At our 2012 Ann D Clark lecture, Professor Andy Hargreaves warned educators to ‘beware the tool’:
‘Beware when you bring in a tool, even if you think you are using the tool optimistically, because, at some point in the future, people will take the tool and use it for a completely different purpose that you never imagined it would be used for.’
This is true of NAPLAN. We have to put the tool (the data) in its rightful place. We have stigmatised NAPLAN and turned it into something it is not. NAPLAN is given far too much emphasis on judging school performance rather than on helping to inform the bigger, richer picture of how our students are tracking. And, most importantly, how we are helping them to improve.

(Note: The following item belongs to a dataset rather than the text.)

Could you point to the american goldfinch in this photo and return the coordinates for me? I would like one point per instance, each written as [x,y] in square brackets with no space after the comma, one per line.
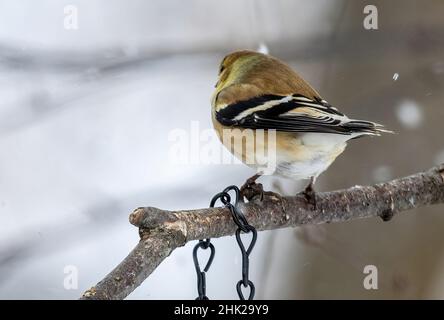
[256,92]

I want to make this point which seems to get lost in the discussion of declining performance, withholding some students from sitting the tests to boost school scores, and so on: These tests, particularly in our NSW experience are to test basic skills. They are located within the curriculum and are designed to determine what a student should be able to achieve in literacy and numeracy at a particular age level. We are not asking kids to sit an astrophysics test for MIT here. This is to check to see if they have attained the skills they should have attained through the teaching of the curriculum. Again, it’s not the test – it’s the teaching that’s important here.
The general agreement by State and Federal Education Ministers last year to move NAPLAN testing online in 2016 will hopefully improve the usefulness of the data to inform learning and teaching. ‘Just-in-time’ data can provide teachers and leaders with the means to better diagnose students’ learning needs and areas for improvement so they can be more responsive in the areas of literacy and numeracy.
But we are beginning from a narrow starting point. We need to find new tools to assess our students across a broader range of areas including the development of key 21st century skillsets like critical thinking and collaboration skills. I will be very interested to hear what new ACARA head Rob Randall presents this month around this very idea.
The point I want to make here is that regardless of how good the data is, if we aren’t using it it’s no good.
Data, in and of itself, like technology or any other tool in a teacher’s kit won’t make the difference – it’s neutral. If we want to get serious about school improvement, we need to actually use the data to inform our work and change our practice.
Hopefully, UWS’s survey will help influence the necessary changes so our schools can use NAPLAN data to this effect.